ワイドで魅せる錦江湾の魅力
Kinkowan / 錦江湾
桜島のお膝元を潜る!
- Photo
- Takaji Ochi
- Special Thanks
- Scuba Diving Shop SB
- Edit
- Harumi Yamamoto
- Design
- Panari Design
Kinkowan / 錦江湾
桜島のお膝元を潜る!
- Photo
- Takaji Ochi
- Special Thanks
- Scuba Diving Shop SB
- Edit
- Harumi Yamamoto
- Design
- Panari Design
個性的な水中景観の虜に。
最初に潜りに来る前の印象は、暗く、透視度が悪く、マクロが中心のダイビングスタイルと当然思っていた。
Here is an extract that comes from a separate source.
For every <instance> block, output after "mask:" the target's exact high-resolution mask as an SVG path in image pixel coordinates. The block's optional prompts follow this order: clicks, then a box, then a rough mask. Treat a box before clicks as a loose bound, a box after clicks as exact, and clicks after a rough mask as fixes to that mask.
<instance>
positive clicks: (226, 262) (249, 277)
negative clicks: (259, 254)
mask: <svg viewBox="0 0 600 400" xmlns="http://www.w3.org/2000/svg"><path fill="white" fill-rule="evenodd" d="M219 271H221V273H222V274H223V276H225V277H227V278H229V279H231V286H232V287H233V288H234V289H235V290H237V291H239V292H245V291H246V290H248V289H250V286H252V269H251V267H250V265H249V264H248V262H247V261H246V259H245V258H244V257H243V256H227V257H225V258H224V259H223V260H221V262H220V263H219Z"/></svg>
今から10数年前のことになるが、この錦江湾をダイバーたちに“全国区”と知らしめた立役者が、当時ガイド会に所属していた出羽慎一さんだ。潜りに行ったことはなかったが、本人のお名前と錦江湾という聞きなれない湾の名前、そして、稀有なマクロ生物たちの写真は、以来忘れることなく、僕の記憶の片隅に残っている。それと同時に、大物海洋生物をテーマに撮影をしている自分には、きっと一生縁のない海だと思っていた。
それが今、この海のことをおもしろいと感じている。しかも、マクロじゃなくて、ワイドがメチャクチャ個性的ときた。
初めてSBに取材で訪れたとき、正直、錦江湾の右も左も分からない状態だった。
ショップの中に招き入れられて、店内を見回すと、オーナーの松田さんが撮影した錦江湾の写真や、南薩摩の海の写真が目についた。その中でも僕の琴線を刺激したのは、緑色の雲海に埋め尽くされたかのような海中に太陽の光が差し込む写真だった。何なんだ、この見慣れない新鮮で神々しい光景は! と心の中で思わずそう叫んでいた。即座に「これは何ですか?」と松田さんに尋ねると、「これは、シオミドロが繁殖している錦江湾の海中景観です。2月くらいに見られるんですよ」。
さらに、「その隣のクラゲと街の夜景の半水面写真は?」と問うと、「これはタコクラゲで、8月くらいに増殖するので、こんな写真が撮れます」。そして、「このアカオビハナダイのすっごい群れは?」「これは、1年中撮れますけど、ベストは10月くらいですかね~」と松田さん。
普段見慣れないワイド写真に触発されて、ふつふつと錦江湾への興味が湧き、ワクワクしてきた。確かに透明度は悪いのかもしれないけれど、ワイドが楽しめない海じゃない。いや、もっともっと、新鮮で斬新なワイド撮影ができそうな海なんじゃないか。そう思って提案したのが“ワイドで魅せる錦江湾の魅力”だ。